When roads or ponds (etc.) are built, natural capital of one type is lost and replaced with another type of "capital." Progressively, "development" removes natural capital, preventing natural resource system capital from being sustained. Losses are replaced by "development" and other nominal resources (but whether of equal value is unknown but unlikely).
Sixty percent of the nation is privately owned.
We know we operate on second and multi- generation forests. About 60% of Virginia (15.4 million acres) is forested. Of these 77% are owned by non-industrial private owners, the proposed market for the Forest Group. Land owners gained about $195 million a year and that can probably be increased by at least $100 million under longterm management. Related recreation may contribute a billion dollars to the state income but that is a clouded statistic. Net growth of commercial wood (not just total wood but lumber and energy wood) is well below the potential of the land... but the longterm potential, without careful somewhat-costly management is unclear.
Staff tend to reduce wastes and to recommend taxing those wastes not reduced, not labor or production of the system. Taxes are seen as a way of discouraging wastes and things unwanted.

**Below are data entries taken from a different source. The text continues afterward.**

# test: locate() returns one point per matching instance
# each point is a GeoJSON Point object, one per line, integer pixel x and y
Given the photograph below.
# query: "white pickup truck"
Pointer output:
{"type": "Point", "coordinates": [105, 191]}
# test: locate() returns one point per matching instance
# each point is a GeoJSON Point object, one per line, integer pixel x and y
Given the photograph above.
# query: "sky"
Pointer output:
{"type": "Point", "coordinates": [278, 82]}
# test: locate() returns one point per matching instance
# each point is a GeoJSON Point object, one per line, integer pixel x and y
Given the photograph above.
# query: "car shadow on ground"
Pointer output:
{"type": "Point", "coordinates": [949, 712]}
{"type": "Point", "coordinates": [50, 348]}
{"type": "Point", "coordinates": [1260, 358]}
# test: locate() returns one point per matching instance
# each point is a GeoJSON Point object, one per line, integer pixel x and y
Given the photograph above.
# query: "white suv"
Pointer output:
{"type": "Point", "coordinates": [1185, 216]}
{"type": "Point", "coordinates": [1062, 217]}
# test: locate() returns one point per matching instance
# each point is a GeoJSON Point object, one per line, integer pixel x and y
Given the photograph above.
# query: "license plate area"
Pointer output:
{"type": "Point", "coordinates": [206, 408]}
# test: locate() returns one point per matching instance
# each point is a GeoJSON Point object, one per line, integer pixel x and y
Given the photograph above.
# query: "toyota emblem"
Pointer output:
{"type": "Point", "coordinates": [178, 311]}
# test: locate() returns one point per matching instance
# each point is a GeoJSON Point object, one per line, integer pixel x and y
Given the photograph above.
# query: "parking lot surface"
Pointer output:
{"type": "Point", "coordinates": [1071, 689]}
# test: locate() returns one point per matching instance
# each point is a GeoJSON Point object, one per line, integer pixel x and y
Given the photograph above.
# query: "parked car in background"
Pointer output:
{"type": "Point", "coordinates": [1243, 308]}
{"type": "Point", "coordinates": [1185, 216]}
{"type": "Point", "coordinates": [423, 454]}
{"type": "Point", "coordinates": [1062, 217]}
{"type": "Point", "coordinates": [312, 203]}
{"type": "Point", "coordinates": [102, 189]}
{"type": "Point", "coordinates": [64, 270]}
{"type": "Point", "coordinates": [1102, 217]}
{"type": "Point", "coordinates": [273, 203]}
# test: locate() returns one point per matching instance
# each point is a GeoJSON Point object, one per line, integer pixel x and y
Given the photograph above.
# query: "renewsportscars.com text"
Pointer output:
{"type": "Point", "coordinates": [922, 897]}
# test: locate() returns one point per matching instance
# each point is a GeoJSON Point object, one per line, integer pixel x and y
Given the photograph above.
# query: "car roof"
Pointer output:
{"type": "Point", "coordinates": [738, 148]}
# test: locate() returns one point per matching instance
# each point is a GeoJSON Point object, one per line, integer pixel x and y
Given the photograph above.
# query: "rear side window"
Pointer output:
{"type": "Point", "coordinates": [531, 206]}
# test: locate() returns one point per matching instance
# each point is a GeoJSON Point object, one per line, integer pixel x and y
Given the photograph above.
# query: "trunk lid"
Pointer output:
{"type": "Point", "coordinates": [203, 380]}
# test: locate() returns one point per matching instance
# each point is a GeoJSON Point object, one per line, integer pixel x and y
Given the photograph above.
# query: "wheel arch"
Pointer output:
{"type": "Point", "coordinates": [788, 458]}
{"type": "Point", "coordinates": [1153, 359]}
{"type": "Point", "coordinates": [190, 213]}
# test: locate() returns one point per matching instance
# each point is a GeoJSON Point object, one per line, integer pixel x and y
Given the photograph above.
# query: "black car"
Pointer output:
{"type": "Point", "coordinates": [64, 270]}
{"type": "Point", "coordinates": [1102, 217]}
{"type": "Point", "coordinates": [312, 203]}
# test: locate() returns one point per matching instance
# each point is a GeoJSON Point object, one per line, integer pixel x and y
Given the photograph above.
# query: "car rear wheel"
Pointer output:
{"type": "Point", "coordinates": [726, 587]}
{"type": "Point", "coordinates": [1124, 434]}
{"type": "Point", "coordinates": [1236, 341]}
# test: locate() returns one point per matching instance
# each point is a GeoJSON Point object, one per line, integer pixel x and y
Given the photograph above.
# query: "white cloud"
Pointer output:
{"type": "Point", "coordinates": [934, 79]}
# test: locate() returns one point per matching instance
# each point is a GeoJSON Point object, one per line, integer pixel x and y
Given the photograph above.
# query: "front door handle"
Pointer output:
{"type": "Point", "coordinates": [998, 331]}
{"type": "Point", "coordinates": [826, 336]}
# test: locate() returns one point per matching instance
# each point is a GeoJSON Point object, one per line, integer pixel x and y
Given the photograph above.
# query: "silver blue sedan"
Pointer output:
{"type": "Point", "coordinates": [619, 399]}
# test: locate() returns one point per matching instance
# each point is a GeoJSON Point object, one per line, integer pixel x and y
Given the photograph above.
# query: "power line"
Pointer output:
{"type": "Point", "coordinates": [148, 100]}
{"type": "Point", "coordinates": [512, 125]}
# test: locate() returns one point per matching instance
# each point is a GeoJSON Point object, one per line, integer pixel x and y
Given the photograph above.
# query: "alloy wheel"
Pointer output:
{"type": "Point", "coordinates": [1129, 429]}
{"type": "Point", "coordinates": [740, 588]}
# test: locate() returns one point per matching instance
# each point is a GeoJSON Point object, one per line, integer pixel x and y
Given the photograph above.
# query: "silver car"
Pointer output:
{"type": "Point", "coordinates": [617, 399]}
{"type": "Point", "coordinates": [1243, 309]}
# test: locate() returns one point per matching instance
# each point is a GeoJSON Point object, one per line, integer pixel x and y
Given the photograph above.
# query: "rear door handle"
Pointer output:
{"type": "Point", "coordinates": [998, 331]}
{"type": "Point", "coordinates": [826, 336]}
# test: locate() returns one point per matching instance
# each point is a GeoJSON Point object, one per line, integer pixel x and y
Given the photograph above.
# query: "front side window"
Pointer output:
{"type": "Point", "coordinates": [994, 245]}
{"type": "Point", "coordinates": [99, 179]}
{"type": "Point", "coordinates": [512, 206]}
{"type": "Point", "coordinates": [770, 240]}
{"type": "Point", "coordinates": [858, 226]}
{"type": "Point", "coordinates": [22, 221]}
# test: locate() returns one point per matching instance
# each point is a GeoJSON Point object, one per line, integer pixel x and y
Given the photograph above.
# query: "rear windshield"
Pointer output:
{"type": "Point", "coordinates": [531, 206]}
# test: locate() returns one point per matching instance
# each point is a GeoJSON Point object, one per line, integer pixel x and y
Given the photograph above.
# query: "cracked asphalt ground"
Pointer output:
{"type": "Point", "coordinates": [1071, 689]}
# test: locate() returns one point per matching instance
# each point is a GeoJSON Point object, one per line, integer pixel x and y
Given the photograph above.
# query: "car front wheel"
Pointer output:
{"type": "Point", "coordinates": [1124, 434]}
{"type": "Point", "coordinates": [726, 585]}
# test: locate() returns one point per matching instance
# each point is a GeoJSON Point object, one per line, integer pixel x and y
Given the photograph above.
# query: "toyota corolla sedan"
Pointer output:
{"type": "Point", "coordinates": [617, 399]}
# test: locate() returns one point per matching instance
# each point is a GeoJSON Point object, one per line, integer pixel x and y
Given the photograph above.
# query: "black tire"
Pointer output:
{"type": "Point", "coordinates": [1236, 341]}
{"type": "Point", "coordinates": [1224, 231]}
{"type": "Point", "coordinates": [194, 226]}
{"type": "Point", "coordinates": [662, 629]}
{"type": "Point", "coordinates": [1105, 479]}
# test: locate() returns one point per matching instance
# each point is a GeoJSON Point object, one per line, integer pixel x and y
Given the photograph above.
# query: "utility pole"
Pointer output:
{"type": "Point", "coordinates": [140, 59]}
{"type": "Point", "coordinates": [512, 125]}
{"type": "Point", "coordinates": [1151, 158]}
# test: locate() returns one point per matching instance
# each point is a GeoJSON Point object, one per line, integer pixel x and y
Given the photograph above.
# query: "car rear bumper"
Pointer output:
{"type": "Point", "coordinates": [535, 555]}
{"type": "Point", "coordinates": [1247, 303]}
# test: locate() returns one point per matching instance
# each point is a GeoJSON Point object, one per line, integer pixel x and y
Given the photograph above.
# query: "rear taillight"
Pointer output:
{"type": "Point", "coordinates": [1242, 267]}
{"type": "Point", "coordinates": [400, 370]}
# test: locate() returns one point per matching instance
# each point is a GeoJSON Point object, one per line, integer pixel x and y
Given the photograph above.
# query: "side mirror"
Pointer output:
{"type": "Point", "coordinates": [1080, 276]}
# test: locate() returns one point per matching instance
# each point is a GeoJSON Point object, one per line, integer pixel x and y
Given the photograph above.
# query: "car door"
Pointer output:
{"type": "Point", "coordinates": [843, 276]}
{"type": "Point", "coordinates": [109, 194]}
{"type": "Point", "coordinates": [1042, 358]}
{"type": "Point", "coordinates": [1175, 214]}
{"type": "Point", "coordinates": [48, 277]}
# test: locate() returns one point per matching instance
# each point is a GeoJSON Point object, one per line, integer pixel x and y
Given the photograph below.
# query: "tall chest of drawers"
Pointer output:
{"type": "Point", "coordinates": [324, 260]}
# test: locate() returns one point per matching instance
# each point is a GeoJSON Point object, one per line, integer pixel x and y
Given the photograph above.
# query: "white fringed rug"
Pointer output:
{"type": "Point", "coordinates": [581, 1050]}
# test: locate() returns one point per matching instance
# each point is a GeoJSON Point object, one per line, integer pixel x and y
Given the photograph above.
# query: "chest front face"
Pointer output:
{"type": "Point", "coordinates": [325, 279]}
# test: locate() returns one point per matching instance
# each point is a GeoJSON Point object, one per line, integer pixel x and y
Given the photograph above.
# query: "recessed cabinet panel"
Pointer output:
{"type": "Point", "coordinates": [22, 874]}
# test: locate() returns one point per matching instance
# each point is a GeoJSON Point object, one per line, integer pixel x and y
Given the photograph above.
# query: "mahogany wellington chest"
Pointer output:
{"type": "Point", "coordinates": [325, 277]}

We invest in increasing the productivity of capital, given that land owner have that capital. We use "sensitivity analyses" to find the most limiting factor in a project or subsystem and find ways to invest (or tax) to gain cost effectiveness. Usually that factor which is limiting is natural capital, not labor or developed capital. Cut timber, for example, is limited by standing forests, not sawmills ... but there are other limits. Fish catch is limited by fish populations, not just boats or anglers ...but there are other limits.
For certain members of our staff ...
"Within the profession we are known as dirt foresters, and a great deal of our time in the woods is spent selecting and marking timber for harvest. Through the marking of timber, we become a part of a natural system that can teach us how to live more fully and with greater awareness. Approached in this way, the task of putting paint on trees becomes a meditation, even as we acknowledge that cutting trees is at its heart an economic decision. Each decision involves factors such as age, size, health, soil, slope, aspect, economic value, competition, potential growth, wildlife values, and more. You calculate all these in your forestry-educated brain. You raise your paint gun to deliver the death sentence, and then something unnamable crawls up from your belly and asks: Is this the right thing to do?"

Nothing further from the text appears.